- Keywords: Learning from Observation, Imitation Learning, Imitation Learning from Observation Alone, Intrinsic Reward, Model-based Learning
- TL;DR: This paper presents a model-based framework for Imitation Learning from Observation Alone -- the algorithm balances exploration and imitation using two self-supervised signals (learn transition dynamics and intrinsic reward for exploration)
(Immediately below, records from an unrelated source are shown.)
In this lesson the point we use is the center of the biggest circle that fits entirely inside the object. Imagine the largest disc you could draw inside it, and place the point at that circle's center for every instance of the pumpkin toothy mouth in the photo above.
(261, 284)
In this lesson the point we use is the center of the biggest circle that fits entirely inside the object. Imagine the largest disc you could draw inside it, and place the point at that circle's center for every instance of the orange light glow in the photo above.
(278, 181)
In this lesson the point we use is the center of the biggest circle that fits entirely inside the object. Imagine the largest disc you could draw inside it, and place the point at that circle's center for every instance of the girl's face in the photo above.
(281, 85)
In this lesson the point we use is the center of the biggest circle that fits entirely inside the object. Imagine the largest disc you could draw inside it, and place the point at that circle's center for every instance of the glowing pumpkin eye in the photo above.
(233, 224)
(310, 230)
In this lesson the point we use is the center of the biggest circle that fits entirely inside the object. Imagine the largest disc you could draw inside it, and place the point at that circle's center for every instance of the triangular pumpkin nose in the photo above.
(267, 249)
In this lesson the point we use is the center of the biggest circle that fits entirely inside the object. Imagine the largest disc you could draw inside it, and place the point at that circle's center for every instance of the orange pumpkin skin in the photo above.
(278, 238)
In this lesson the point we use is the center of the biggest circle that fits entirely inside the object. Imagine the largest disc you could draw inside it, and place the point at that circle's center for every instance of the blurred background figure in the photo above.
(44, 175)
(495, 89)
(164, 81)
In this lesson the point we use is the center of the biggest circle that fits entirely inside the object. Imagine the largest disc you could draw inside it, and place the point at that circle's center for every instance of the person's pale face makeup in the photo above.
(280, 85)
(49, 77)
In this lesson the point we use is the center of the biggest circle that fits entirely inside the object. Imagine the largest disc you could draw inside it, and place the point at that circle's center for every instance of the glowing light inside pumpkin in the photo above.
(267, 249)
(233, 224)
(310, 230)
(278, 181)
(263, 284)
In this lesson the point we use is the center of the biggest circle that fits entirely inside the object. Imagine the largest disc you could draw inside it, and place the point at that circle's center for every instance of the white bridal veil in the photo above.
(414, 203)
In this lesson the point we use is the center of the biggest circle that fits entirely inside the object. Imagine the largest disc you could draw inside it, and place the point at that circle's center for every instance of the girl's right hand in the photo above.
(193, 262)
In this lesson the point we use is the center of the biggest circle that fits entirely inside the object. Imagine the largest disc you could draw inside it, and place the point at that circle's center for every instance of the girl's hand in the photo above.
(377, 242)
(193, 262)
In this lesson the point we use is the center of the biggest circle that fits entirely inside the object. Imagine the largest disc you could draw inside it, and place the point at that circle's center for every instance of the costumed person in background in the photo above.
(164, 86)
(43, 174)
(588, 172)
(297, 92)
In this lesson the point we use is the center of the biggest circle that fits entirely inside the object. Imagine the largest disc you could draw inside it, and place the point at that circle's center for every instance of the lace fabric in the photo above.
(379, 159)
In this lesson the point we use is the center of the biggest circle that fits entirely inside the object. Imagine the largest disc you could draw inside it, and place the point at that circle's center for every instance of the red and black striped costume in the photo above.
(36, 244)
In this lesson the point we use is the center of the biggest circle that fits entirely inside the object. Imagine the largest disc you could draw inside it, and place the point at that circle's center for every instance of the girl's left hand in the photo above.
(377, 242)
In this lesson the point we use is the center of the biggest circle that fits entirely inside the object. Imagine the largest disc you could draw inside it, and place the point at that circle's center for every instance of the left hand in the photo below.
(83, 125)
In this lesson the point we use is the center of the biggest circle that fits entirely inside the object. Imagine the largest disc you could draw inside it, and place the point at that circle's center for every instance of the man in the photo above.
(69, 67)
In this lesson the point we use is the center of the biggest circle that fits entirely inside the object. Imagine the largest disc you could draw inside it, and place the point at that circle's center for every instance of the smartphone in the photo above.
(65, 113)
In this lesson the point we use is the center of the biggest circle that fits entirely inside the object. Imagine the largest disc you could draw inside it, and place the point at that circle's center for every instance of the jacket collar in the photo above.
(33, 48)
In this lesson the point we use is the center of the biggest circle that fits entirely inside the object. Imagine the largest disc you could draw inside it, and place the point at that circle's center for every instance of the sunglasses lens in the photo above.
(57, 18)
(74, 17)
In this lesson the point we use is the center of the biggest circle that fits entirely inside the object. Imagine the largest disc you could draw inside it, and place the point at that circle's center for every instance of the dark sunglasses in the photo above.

- Abstract: This paper studies Imitation Learning from Observations alone (ILFO) where the learner is presented with expert demonstrations that only consist of states encountered by an expert (without access to actions taken by the expert). This paper presents a provably efficient model-based framework MobILE to solve the ILFO problem. MobILE uses self-supervision towards (a) training a dynamics model and (b) designing an intrinsic reward signal for exploration. Using these ideas, MobILE carefully trades off exploration against imitation by integrating the idea of optimism in the face of uncertainty into the distribution matching imitation learning (IL) framework. We provide a unified analysis for MobILE, and demonstrate that MobILE enjoys strong performance guarantees for classes of MDP dynamics that satisfy certain well studied notions of complexity. We also show that the ILFO problem is strictly harder than the standard IL problem by reducing ILFO to a multi-armed bandit problem indicating that strategic exploration is necessary for solving ILFO efficiently. We complement these theoretical results with experimental simulations on benchmark OpenAI Gym tasks that indicate the efficacy of MobILE.